4月8日 ~ただ、後に続いたその言葉を聞いて、僕は軽く苦笑した~
僕達五人は学校の近くの公園にやってきた。見波さんの話によると、僕等が目指すクレープ屋は車で販売する移動式の物らしい。
この公園はそこそこ規模が大きいようで、今は道形に並ぶ木に挟まれた小道を歩いている。
道幅は五人がゆったり並んで歩ける位しかない為、両脇に生える木の枝によって、日差しが遮られている。現在は微風が吹くと肌寒いが、夏に来れば快適に歩けそうな空間だ。
右を見ると、木の向こう側に公園と道路や住宅を遮るフェンスや塀があり、左には野球場が広がっている。
小道を歩いていると、木々に囲まれた景色が開けた。そこには芝生に覆われた大地が広がっており、それを囲うように、今、歩いてきた小道が二手に続いている。
僕達は左に曲がり、小道を歩き続けた。
先程とは打って変わって、日差しを遮る物が何も無いため、ぽかぽかして気持ちが良い。
そんな小さな幸せを感じていると、左手に子供が遊ぶようなアスレチックが設置されたエリアが見えてきた。
先導する見波さんはそのエリアに入っていく。
僕等もそれに続くと、アスレチックエリアの一角に一台の車が止まっていて、そのすぐ側に看板が置かれていた。あそこが目的地のようだ。見波さんは一直線に近付いていく。
「いらっしゃいませ」
車の中に居たお兄さんが僕達の存在に気付き、声を掛けてきた。
女性陣はカウンターの横に掛けられたら品書きを見て、どれにするかを楽しそうに談笑している。
僕と玲司は少し後ろから品書きに目を向けていた。 女性陣は一分弱悩んで、そろぞれ注文する。三人は甘いクレープを、僕と玲司は総菜系を選んだ。
僕は店員から受け取ったチキンカレークレープをかじる。すると、辛みの抑えられたカレーの風味が口内に広がった。その他の具材と混ざり合うことにより、クレープの生地とうまく合っている。なかなか美味しい。

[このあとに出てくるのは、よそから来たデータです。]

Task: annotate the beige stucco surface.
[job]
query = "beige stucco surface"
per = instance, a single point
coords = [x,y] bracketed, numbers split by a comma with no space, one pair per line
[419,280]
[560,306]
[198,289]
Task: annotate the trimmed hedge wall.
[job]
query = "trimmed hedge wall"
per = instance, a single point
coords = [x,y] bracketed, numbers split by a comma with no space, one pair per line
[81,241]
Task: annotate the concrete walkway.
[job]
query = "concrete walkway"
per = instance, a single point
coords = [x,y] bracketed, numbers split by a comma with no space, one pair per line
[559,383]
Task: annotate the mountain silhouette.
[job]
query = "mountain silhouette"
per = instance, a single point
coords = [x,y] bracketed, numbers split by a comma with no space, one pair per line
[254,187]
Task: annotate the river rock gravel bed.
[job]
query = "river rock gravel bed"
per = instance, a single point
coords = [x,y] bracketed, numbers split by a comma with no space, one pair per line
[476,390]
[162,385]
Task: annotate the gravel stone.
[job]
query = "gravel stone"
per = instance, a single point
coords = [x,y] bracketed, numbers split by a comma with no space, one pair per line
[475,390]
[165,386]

見波さんの方に目を向けると、彼女はとても幸せそうに苺クレープを食していた。何とも、奢り甲斐のある事である。
ふと、見波さんは僕の視線に気付いた。
「どうしたの?」
こちらを向いて、彼女は問う。
「いや、凄く美味しそうに食べてるなと思って」
僕が問に答えると、見波さんは目を輝かせた。
「そりゃもう、ここのグループは絶品だもん。岡村君も食べてみなよ。はいっ」
そう言うと、見波さんはグループの端っこを千切り、僕に差し出してくる。
それを受け取り、口に入れると、バランスの取れた味が広がった。苺や生クリームは勿論、生地が酸味や甘みを絶妙に引き立てている。
「……美味しい。これは想像以上だ」
「そうでしょ」
共感を得られたことが嬉しいのか、見波さんは嬉々として話す。
「岡村君は甘いのじゃないんだね」
「僕はこれで昼食を済ませちゃおうと思ってさ。それに、こっちも美味しいよ」
僕も自分のクレープを千切って、見波さんに差し出した。
「どれどれ……あ、ほんとだ」
チキンカレークレープを食べた彼女は、僕に同意する。
「でも、やっぱ私は甘い方が良いかな」
ただ、後に続いたその言葉を聞いて、僕は軽く苦笑した。